Today, August 2nd 2016, the UN Security Council is holding an open debate on children and armed conflict.
The International Network on Explosive Weapons (INEW), of which AOAV is a member, presented a briefing paper encouraging states to use the debate to:
- Acknowledge the severe impact on children, and civilians more broadly, from the use of explosive weapons in populated areas, including as a key driver of displacement;
- Endorse the UN Secretary-General’s recommendation and that of the UN Special Representative for Children and Armed Conflict, that states should refrain from using explosive weapons with wide area effects in populated areas and to make a commitment to this effect.
- Indicate support for the development of an international political instrument to reduce harm from the use of explosive weapons, including stopping the use in populated areas of explosive weapons with wide area effects.
- Collect and make available to the UN and other relevant actors information on civilian harm resulting from the use of explosive weapons including age and gender disaggregated data, to better understand the impacts of such use.
AOAV monitors the impact of explosive weapons.
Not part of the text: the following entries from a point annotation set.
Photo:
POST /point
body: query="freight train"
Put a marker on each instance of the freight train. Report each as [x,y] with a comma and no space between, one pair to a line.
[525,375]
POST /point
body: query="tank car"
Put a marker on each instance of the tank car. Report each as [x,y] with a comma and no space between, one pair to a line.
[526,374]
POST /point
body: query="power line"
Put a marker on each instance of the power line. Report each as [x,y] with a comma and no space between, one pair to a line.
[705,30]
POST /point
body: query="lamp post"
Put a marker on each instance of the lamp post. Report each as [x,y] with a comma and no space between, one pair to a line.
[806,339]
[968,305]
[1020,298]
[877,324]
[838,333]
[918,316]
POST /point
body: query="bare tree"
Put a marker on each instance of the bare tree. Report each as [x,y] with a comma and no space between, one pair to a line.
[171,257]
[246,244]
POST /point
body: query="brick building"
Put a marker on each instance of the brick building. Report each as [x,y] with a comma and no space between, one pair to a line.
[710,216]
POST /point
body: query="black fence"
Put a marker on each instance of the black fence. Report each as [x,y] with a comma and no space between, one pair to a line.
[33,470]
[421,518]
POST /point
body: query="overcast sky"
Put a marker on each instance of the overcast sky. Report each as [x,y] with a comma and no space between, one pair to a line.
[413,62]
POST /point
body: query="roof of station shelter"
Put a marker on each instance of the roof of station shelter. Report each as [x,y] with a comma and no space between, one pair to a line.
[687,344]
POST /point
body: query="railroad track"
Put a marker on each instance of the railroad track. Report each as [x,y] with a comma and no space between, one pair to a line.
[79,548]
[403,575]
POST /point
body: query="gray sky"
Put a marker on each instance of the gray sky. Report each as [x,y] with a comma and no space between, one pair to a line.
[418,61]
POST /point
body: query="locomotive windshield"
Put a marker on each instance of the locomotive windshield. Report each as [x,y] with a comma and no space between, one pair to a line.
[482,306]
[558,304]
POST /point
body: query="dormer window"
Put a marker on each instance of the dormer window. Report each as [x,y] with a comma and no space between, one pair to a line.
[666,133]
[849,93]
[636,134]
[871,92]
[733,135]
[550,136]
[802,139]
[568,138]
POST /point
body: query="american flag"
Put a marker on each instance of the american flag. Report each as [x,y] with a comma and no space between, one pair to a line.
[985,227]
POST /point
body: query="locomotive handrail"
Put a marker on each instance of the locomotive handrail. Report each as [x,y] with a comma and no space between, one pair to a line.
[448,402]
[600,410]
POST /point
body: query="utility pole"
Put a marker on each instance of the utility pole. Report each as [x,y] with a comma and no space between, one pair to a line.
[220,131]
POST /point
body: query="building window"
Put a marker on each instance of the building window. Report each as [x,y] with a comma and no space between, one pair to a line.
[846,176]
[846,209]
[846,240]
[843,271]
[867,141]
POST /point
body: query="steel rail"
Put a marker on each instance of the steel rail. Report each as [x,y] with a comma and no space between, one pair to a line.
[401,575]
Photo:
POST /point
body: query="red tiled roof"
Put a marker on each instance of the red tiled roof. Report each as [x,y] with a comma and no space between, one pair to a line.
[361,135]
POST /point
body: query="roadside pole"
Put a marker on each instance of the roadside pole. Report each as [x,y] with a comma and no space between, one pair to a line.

We found that when explosive weapons are used in populated areas, 92% of the casualties are likely to be civilian.
Recently, explosive violence has targeted schools, hospitals and homes – places where not only are civilians highly likely to be killed and injured, but also children. The violence also has long-term effects on well-being, such as education and health.
Though child casualties are poorly reported in media, AOAV saw that in 2015, 82% of all reported child casualties took place in populated areas.
AOAV reiterates INEW’s call on states to refrain from using of explosive weapons with wide area effects in populated areas and to better protect children in armed conflict.